Olivieri v. Rodriguez

Citation122 F.3d 406
Decision Date15 August 1997
Docket NumberNo. 96-4069,96-4069
Parties72 Empl. Prac. Dec. P 45,143, 38 Fed.R.Serv.3d 744, 13 IER Cases 186 Felix A. OLIVIERI, Plaintiff-Appellant, v. Matt L. RODRIGUEZ, Defendant-Appellee.
CourtUnited States Courts of Appeals. United States Court of Appeals (7th Circuit)

Kenneth N. Flaxman (argued), Chicago, IL, for Plaintiff-Appellant.

Lawrence Rosenthal, Benna R. Solomon, Susan S. Sher, Meera Werth (argued), Office of Corporation Counsel, Appeals Division, Chicago, IL, for Defendant-Appellee.
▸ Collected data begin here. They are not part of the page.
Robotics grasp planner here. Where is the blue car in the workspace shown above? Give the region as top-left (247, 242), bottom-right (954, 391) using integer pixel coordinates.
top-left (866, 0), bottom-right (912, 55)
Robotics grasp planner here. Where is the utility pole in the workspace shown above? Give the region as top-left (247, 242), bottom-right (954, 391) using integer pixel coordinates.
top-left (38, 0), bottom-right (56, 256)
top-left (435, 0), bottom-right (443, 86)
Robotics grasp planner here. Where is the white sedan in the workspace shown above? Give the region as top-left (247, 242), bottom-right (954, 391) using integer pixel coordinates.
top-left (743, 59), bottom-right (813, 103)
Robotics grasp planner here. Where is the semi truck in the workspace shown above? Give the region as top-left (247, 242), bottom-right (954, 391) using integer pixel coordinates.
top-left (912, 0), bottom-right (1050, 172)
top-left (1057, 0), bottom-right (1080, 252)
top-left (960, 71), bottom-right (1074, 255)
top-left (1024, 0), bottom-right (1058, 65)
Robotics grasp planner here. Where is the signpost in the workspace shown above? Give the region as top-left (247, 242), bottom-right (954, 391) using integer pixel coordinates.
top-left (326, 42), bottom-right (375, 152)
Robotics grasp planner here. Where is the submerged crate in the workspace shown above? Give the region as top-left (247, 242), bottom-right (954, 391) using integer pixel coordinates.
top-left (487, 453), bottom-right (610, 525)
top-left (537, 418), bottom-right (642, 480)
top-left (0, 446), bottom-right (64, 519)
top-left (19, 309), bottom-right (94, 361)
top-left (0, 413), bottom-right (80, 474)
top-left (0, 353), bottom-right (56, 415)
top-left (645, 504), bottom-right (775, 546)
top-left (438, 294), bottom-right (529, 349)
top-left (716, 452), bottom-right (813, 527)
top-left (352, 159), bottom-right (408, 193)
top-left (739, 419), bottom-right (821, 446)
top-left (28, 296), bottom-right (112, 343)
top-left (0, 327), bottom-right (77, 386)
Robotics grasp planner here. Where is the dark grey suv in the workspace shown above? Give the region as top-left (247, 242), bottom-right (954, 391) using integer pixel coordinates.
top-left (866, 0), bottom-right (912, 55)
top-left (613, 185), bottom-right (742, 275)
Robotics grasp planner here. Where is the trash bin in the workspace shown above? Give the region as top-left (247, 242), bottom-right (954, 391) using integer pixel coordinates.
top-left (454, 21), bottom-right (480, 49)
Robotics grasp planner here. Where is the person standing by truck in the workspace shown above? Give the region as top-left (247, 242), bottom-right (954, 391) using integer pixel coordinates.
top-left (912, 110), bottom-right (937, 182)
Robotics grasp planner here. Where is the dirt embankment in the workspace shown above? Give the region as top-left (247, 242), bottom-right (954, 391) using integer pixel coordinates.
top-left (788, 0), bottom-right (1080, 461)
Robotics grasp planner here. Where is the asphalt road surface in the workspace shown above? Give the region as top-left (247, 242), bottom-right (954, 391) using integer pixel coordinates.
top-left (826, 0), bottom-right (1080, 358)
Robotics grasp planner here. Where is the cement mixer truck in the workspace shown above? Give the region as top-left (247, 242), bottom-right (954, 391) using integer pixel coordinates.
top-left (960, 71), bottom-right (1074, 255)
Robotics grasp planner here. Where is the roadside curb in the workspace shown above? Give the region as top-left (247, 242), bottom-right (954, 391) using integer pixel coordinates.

Before POSNER, Chief Judge, and CUDAHY and RIPPLE, Circuit Judges.

POSNER, Chief Judge.

A probationary Chicago police officer fired on grounds of having sexually harassed female probationers at the police training academy sued the police superintendent under 42 U.S.C. § 1983. The basis of the suit was the ex-officer's claim that firing him on such a ground has prevented him from obtaining other employment as a police officer and by doing this has curtailed his liberty of employment without due process because, being merely a probationer, he was not granted a hearing before (or for that matter after) he was fired. The district court granted summary judgment for the superintendent.

A line of cases that reaches back to Joint Anti-Fascist Refugee Comm. v. McGrath, 341 U.S. 123, 71 S.Ct. 624, 95 L.Ed. 817 (1951), establishes that although defamation by a public officer is not a constitutional tort, because the interest that it invades, the interest in reputation, is not deemed liberty or property within the meaning of the due process clauses of the Constitution, Paul v. Davis, 424 U.S. 693, 701, 96 S.Ct. 1155, 1160, 47 L.Ed.2d 405 (1976); Dishnow v. School District, 77 F.3d 194, 199 (7th Cir.1996), when the character and circumstances of the defamation are such as to have "foreclose[d] his freedom to take advantage of other employment opportunities" he can bring a suit based on the deprivation of his liberty of employment or occupation. Paul v. Davis, supra, 424 U.S. at 710, 96 S.Ct. at 1164 quoting Board of Regents v. Roth, 408 U.S. 564, 573, 92 S.Ct. 2701, 2707, 33 L.Ed.2d 548 (1972); see also, e.g., Bigby v. City of Chicago, 766 F.2d 1053, 1057 (7th Cir.1985); Colaizzi v. Walker, 812 F.2d 304, 307 (7th Cir.1987); Johnson v. Martin, 943 F.2d 15, 16 (7th Cir.1991). The classic case of this type, illustrated by McGrath itself, is a government blacklist, which when circulated or otherwise publicized to prospective employers effectively excludes the blacklisted individual from his occupation, much as if the government had yanked the license of an individual in an occupation that requires licensure. See Board of Regents v. Roth, supra, 408 U.S. at 573-74, 92 S.Ct. at 2707-08; Colaizzi v. Walker, supra, 812 F.2d at 307. The distinction between mere defamation and an infringement of liberty of occupation is merely one of degree, especially when the defamation relates to a person's fitness for a particular type of employment, but it is a distinction to which the courts are committed.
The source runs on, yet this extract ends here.